I told Jonathan about the new company I was launching with Melinda, and we both sat in our brand-new office while she sank her teeth into the same lunch every single day: microwavable chicken marsala.

“She tells me it was her father’s favorite,” I said. “And now that he is dead, she just can’t stop eating it. She is always on a quest to discover if that means something is wrong with her.”

“Sometimes my day is only about a fence,” Jonathan said.

“You’ve told me this before,” I said.

“Or a boy, or a boy and a fence and whose fault was it? Maybe the fence’s. But the fence didn’t know what it was doing. That’s what it sounds like, and how can you punish a fence that was unaware of its influence on the boy?”

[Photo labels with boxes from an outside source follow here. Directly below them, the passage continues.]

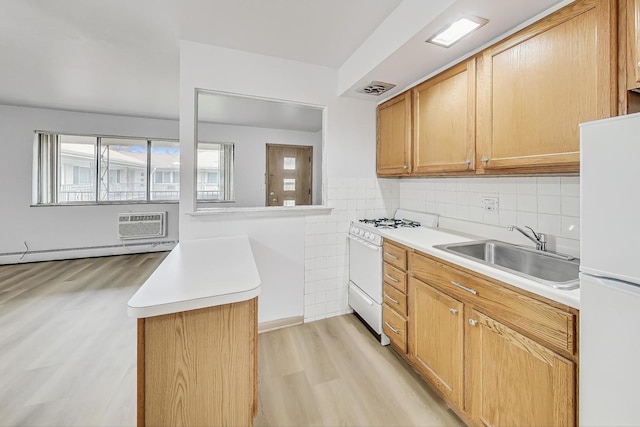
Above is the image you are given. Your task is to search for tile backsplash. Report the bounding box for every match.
[399,176,580,240]
[304,176,580,322]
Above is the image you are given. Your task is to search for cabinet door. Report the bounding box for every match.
[409,278,464,405]
[376,92,411,176]
[465,310,576,427]
[412,59,476,174]
[477,0,617,173]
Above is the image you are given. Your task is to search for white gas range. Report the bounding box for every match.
[348,209,438,345]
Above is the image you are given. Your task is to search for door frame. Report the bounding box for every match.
[264,143,314,207]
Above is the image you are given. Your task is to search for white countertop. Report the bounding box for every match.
[376,227,580,309]
[127,236,261,318]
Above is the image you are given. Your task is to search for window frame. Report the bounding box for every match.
[194,140,236,207]
[32,134,181,206]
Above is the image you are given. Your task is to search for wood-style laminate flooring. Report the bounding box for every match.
[0,253,462,426]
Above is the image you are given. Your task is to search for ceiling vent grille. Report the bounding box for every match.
[356,81,396,96]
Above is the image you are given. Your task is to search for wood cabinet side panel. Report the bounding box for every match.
[144,300,255,425]
[136,318,145,427]
[376,91,411,176]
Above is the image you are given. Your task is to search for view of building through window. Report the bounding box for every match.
[37,133,233,204]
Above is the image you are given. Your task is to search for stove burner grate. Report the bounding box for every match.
[360,218,420,228]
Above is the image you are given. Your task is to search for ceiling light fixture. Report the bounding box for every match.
[427,16,489,47]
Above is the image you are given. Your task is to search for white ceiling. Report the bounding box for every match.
[198,91,322,132]
[0,0,567,124]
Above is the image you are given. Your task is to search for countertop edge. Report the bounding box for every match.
[127,283,262,319]
[382,228,580,310]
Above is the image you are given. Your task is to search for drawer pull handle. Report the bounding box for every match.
[384,322,400,335]
[384,294,399,304]
[384,273,400,283]
[451,280,478,295]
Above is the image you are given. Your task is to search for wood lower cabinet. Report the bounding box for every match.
[138,298,258,427]
[412,58,476,175]
[376,92,411,176]
[382,240,408,354]
[477,0,618,173]
[409,278,464,405]
[466,310,576,427]
[384,240,579,427]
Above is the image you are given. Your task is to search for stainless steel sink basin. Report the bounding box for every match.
[434,240,580,290]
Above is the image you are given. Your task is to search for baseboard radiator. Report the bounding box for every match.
[0,240,178,264]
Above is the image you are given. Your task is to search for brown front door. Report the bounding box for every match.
[265,144,313,206]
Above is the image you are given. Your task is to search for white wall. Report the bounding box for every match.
[0,105,178,263]
[180,41,382,322]
[198,123,322,207]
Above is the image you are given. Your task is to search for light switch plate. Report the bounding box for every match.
[482,196,498,213]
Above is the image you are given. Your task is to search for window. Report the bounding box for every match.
[36,132,180,204]
[196,142,234,202]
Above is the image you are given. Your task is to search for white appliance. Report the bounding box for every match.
[348,209,438,345]
[579,114,640,426]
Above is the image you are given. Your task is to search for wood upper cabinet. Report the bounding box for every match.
[409,278,464,405]
[466,310,576,427]
[476,0,617,173]
[376,91,411,176]
[412,59,478,174]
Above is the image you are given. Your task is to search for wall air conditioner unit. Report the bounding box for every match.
[118,212,167,240]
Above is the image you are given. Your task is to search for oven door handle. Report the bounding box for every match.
[347,234,382,251]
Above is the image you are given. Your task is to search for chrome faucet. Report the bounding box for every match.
[507,225,547,252]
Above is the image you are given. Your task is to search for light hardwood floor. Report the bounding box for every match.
[0,253,461,426]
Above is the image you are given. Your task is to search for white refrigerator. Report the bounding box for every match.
[579,114,640,426]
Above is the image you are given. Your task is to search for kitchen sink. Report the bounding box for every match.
[434,240,580,290]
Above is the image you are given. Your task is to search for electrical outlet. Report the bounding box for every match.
[482,196,498,213]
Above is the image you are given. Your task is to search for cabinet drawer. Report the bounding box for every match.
[382,262,407,295]
[382,283,407,317]
[411,253,576,354]
[383,241,407,271]
[382,304,407,353]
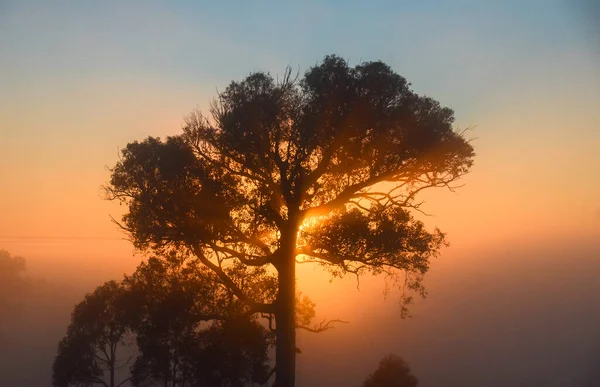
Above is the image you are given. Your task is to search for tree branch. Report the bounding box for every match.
[188,245,274,313]
[296,320,349,333]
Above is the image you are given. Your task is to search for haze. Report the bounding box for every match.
[0,0,600,387]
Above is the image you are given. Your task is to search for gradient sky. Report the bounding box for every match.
[0,0,600,386]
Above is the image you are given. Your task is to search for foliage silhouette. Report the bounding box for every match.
[363,354,419,387]
[52,281,129,387]
[124,254,272,387]
[53,253,273,387]
[106,56,474,387]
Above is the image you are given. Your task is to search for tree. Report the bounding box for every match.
[52,281,130,387]
[363,354,419,387]
[53,253,274,387]
[124,253,274,387]
[106,56,474,387]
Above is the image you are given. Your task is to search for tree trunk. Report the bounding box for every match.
[275,230,296,387]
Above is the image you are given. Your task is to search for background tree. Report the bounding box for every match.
[107,56,474,387]
[363,354,419,387]
[52,281,131,387]
[53,252,274,387]
[124,253,275,387]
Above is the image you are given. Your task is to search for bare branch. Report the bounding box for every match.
[296,320,349,333]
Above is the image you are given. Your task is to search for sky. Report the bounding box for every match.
[0,0,600,387]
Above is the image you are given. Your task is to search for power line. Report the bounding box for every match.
[0,235,127,240]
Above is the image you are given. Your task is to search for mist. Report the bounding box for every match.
[0,238,600,387]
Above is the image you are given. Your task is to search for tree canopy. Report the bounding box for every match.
[106,55,474,387]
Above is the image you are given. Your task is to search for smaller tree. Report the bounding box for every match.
[52,281,131,387]
[124,253,274,387]
[363,354,419,387]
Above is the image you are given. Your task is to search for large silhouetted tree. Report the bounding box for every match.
[363,354,419,387]
[107,56,474,387]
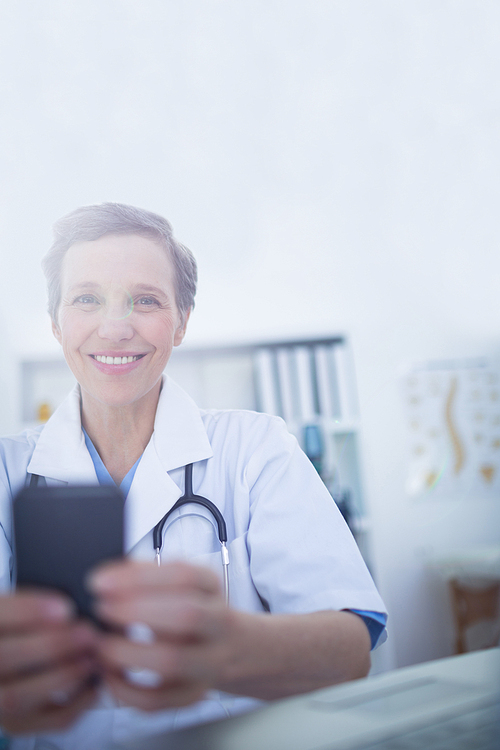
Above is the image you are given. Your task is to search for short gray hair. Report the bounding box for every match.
[42,203,198,322]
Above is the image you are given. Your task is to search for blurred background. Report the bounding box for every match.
[0,0,500,669]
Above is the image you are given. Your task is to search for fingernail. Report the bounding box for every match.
[85,570,113,592]
[42,599,76,620]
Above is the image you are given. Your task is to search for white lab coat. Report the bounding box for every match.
[0,378,385,750]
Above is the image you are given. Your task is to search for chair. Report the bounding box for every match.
[449,578,500,654]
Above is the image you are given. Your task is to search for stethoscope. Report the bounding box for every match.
[153,464,229,604]
[30,464,229,604]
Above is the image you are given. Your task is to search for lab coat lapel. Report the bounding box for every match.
[28,385,97,484]
[125,378,213,551]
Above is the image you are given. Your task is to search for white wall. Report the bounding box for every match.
[0,0,500,666]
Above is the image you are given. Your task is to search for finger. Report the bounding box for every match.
[99,636,185,682]
[0,623,98,681]
[2,687,97,734]
[96,592,229,640]
[105,673,208,711]
[0,657,96,722]
[87,560,221,597]
[0,590,75,634]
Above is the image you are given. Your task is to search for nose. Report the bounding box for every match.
[97,316,134,341]
[97,297,134,341]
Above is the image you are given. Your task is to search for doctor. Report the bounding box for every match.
[0,204,384,750]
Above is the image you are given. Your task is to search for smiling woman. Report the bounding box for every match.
[0,203,385,750]
[52,234,189,434]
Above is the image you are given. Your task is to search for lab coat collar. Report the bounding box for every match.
[28,377,213,551]
[146,377,213,471]
[28,385,97,484]
[125,377,213,552]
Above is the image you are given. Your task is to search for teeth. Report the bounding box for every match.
[94,354,140,365]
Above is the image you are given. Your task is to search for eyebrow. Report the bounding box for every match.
[68,281,170,297]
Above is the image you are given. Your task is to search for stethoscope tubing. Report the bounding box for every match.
[153,464,229,604]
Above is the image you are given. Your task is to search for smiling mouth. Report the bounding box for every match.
[90,354,146,365]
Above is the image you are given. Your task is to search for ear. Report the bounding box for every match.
[174,308,191,346]
[52,319,62,346]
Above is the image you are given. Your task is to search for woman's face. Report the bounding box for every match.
[52,234,186,406]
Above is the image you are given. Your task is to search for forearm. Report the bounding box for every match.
[217,611,370,700]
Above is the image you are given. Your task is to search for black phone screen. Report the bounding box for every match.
[13,485,125,620]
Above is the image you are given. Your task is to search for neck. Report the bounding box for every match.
[82,383,161,484]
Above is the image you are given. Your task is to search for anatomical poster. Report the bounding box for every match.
[403,360,500,498]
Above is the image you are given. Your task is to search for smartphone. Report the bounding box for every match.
[13,485,125,624]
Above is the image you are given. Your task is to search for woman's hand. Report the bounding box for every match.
[90,561,230,711]
[90,561,370,710]
[0,590,97,734]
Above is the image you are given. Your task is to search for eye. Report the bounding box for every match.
[73,294,100,310]
[134,297,160,310]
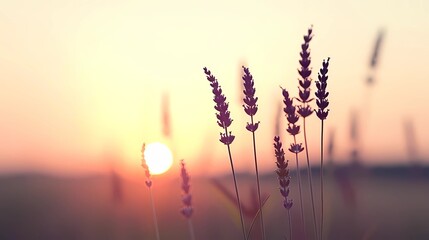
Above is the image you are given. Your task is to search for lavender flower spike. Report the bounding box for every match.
[204,67,247,240]
[242,66,259,132]
[274,136,293,210]
[180,160,193,218]
[204,68,234,145]
[274,136,293,239]
[315,58,329,120]
[298,28,313,118]
[282,88,300,136]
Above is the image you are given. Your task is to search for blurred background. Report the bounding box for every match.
[0,0,429,239]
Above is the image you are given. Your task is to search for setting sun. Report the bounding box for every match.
[144,142,173,175]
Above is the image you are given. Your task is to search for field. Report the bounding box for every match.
[0,166,429,240]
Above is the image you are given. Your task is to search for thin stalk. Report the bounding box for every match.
[303,118,319,239]
[225,127,247,240]
[293,135,307,239]
[149,187,160,240]
[287,209,292,240]
[250,116,266,239]
[188,218,195,240]
[320,119,324,240]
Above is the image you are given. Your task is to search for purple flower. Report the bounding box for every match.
[315,58,329,120]
[242,66,258,116]
[289,143,304,154]
[204,68,235,145]
[180,160,193,218]
[242,66,260,132]
[282,88,300,136]
[274,136,293,210]
[204,68,232,128]
[298,28,313,118]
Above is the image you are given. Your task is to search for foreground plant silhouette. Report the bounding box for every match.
[282,88,306,239]
[315,58,329,239]
[204,68,247,239]
[298,28,319,239]
[242,66,266,239]
[274,136,293,240]
[180,160,195,240]
[199,28,329,239]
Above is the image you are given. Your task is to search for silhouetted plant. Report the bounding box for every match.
[242,66,265,239]
[204,68,247,239]
[274,136,293,240]
[315,58,329,239]
[180,160,195,240]
[298,28,318,238]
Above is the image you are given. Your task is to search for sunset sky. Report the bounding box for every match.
[0,0,429,176]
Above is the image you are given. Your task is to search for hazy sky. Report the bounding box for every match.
[0,0,429,176]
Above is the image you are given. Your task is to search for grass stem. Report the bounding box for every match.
[303,118,319,239]
[225,127,247,240]
[149,187,160,240]
[320,119,324,240]
[293,135,307,239]
[188,218,195,240]
[250,116,266,239]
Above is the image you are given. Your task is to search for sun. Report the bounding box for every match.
[144,142,173,175]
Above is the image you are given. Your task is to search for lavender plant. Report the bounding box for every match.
[282,88,305,238]
[298,28,319,239]
[242,66,265,239]
[274,136,293,240]
[141,143,160,240]
[204,68,246,239]
[315,58,329,239]
[180,159,195,240]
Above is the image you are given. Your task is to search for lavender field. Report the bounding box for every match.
[0,166,429,240]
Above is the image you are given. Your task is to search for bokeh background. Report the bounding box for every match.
[0,0,429,239]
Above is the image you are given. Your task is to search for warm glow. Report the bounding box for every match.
[144,142,173,175]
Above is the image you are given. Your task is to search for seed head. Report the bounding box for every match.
[289,143,304,154]
[315,58,329,120]
[274,136,293,210]
[204,68,236,145]
[282,88,300,136]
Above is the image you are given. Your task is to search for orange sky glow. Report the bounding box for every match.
[0,0,429,176]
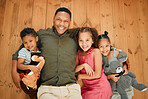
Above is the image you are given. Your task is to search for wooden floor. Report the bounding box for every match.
[0,0,148,99]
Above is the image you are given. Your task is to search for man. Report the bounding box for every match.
[12,7,82,99]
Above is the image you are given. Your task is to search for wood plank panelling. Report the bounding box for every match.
[124,0,144,99]
[113,0,128,52]
[0,0,148,99]
[32,0,47,31]
[137,0,148,99]
[86,0,101,34]
[99,0,115,45]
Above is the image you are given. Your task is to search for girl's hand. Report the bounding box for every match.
[83,63,94,76]
[29,65,40,78]
[123,65,128,75]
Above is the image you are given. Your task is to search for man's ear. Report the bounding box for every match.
[35,36,39,42]
[117,51,127,62]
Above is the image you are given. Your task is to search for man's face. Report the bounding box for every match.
[53,11,71,34]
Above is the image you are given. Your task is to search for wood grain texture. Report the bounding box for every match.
[0,0,148,99]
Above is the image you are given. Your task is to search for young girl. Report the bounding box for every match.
[98,31,133,99]
[18,28,40,99]
[76,27,112,99]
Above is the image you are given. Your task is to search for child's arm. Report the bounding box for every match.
[75,55,94,76]
[107,74,120,82]
[18,58,40,73]
[78,49,102,80]
[11,60,21,89]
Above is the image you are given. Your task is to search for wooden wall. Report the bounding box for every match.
[0,0,148,99]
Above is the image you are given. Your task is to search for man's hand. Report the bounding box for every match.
[11,72,21,90]
[11,60,21,90]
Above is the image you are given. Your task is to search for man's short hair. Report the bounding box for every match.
[55,7,71,19]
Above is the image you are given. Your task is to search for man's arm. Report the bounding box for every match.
[11,44,23,89]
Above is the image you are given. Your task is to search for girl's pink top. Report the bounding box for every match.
[78,48,112,99]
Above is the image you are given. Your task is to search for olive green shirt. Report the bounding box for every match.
[13,27,77,86]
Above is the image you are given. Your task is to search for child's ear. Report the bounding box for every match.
[36,36,38,42]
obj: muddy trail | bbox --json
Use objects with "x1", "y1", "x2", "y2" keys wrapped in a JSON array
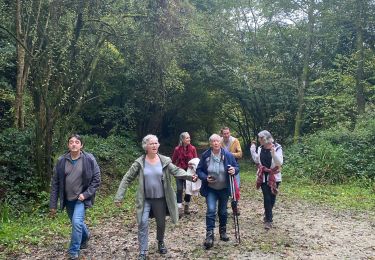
[{"x1": 15, "y1": 184, "x2": 375, "y2": 259}]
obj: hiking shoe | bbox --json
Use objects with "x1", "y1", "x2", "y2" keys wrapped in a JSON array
[
  {"x1": 68, "y1": 254, "x2": 79, "y2": 260},
  {"x1": 264, "y1": 222, "x2": 272, "y2": 230},
  {"x1": 203, "y1": 230, "x2": 215, "y2": 250},
  {"x1": 219, "y1": 226, "x2": 229, "y2": 242},
  {"x1": 184, "y1": 204, "x2": 190, "y2": 215},
  {"x1": 79, "y1": 234, "x2": 90, "y2": 249},
  {"x1": 178, "y1": 207, "x2": 184, "y2": 218},
  {"x1": 158, "y1": 241, "x2": 168, "y2": 255}
]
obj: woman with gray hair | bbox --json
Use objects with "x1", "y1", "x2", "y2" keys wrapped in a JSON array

Jonathan said the point of the workday was that someone always needed to be held accountable for the fence’s mistakes. The unaccounted-for objects needed someone to stand up and say, hey, that’s mine, I made that, and when it doesn’t do what you programmed it to do, we’re real sorry, sir, let me just write you a check.

“God, what do you
want
?” I asked him. I was almost done with my coffee.

“I miss you,” he said. “Please let me explain. My wife’s name is Susan.”

“My boyfriend’s name is Kevin,” I said.

“I met her at Columbia law. We got married sometime while you were away at college. And after she graduated, she decided she wanted to help represent people in other countries with unstable governments. So four years ago, she left for Somalia.”

“Kevin’s a flavor scientist. He makes soda. Are you trying to make me feel ashamed or something?”

“You’re not listening,” he said.

Jonathan said that after Susan left, he spent two years having late nights at his law office on Fifty-fifth Street breaking paper clips in half for no reason. He missed everything: Susan, literature, inherent meaning, laughing at midnight.